"A spectacular debut about the rise of an Olympic champion -- a novel about competition, obsession, the hunger for victory, and a young girl with an unsinkable spirit struggling to stay afloat in the only way she can.
"When we first meet Pip, the extraordinary heroine of Nicola Keegan's first novel, she is landlocked in a small town in the center of Kansas, literally swimming for her life. Pip is tall and flat and smart and funny and supernaturally buoyant. On land, she has her share of troubles: an agoraphobic mother, a lost father, a drug-addled sister, and a Catholic education dominated by a group of high-energy nuns. But in the water, Pip is unstoppable. In the water, her suffering and rage are transmuted into grace and speed and beauty.
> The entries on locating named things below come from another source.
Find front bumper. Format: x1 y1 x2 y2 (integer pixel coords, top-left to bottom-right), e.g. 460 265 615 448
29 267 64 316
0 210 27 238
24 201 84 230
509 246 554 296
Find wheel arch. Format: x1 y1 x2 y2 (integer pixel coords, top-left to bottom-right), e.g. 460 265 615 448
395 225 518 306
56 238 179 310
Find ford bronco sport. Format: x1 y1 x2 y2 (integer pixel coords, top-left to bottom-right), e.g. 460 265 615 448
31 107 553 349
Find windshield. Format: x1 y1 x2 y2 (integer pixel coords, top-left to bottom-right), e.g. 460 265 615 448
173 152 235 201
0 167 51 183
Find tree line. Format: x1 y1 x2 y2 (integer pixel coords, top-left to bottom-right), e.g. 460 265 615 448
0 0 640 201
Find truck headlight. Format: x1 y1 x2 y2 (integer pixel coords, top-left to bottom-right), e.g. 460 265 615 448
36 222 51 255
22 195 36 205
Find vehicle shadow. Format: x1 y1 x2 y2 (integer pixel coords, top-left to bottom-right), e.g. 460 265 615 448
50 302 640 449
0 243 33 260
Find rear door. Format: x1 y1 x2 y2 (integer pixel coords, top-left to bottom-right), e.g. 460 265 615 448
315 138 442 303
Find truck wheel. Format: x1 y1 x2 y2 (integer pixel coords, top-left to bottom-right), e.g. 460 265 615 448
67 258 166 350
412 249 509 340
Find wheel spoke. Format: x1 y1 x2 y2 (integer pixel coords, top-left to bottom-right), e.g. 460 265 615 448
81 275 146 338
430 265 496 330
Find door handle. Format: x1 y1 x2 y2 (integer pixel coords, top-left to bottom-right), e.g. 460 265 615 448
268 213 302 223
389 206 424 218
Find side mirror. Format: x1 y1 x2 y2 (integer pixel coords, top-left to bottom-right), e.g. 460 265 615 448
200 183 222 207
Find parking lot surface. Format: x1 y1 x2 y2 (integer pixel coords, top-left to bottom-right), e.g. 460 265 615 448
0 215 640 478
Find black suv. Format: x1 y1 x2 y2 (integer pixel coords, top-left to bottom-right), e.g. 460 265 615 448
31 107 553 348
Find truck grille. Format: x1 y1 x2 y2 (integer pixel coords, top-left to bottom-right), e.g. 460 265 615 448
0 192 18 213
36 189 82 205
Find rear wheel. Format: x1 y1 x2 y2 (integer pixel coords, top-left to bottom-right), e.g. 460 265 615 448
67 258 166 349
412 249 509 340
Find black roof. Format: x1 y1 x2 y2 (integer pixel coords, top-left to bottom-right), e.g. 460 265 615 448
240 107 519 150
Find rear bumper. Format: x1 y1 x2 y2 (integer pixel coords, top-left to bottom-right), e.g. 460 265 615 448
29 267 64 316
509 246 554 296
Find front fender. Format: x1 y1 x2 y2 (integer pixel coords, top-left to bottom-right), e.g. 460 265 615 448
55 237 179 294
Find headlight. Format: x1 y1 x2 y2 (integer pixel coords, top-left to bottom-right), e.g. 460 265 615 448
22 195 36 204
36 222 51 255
"Swimming is the story of Pip's journey from a small Midwestern swim team to her first state meet, her brutal professional training, and the final, record-breaking swims that lead to her dizzying ascent to the Olympic podium in Barcelona. It's the story of a girl who discovers, in the loneliness of adolescence, in the family tragedies that threaten to engulf her, the resilience of the human spirit and the spectacular power of her own body."
"I'm a problematic infant but everything seems okay to me. I'm sitting in Leonard's arms grabbing at his nose."
This was one of those books that left me feeling a bit stupid and lightweight because I didn't enjoy it more than I did. It was OK, but as Ron Charles's Washington Post review points out,
Swimming remains an unusually interior novel, contained entirely in Pip's discordant head. Even the dialogue is mediated by her voice, rendered only in italics, no quotation marks, sometimes slipping into shorthand and ellipses. This can feel a bit claustrophobic, as though we're missing a lot of what's happening outside her narrow attention. Moscow, Paris, Stanford University and other colorful locales are hard to see in much detail through the scrim of Pip's self-absorption, but if you've spent time around precocious teenagers (or been one), you'll recognize how true this sounds.Charles' review was a positive, almost laudatory one nonetheless, but for me, the interior nature of the novel was a real roadblock. It was hard to get a real feel for any of the other characters, or even a vivid, objective picture of Pip (nee Philomena) herself. I'm glad I read the book and appreciate Keegan's literary skill, but think there's something I just didn't get here.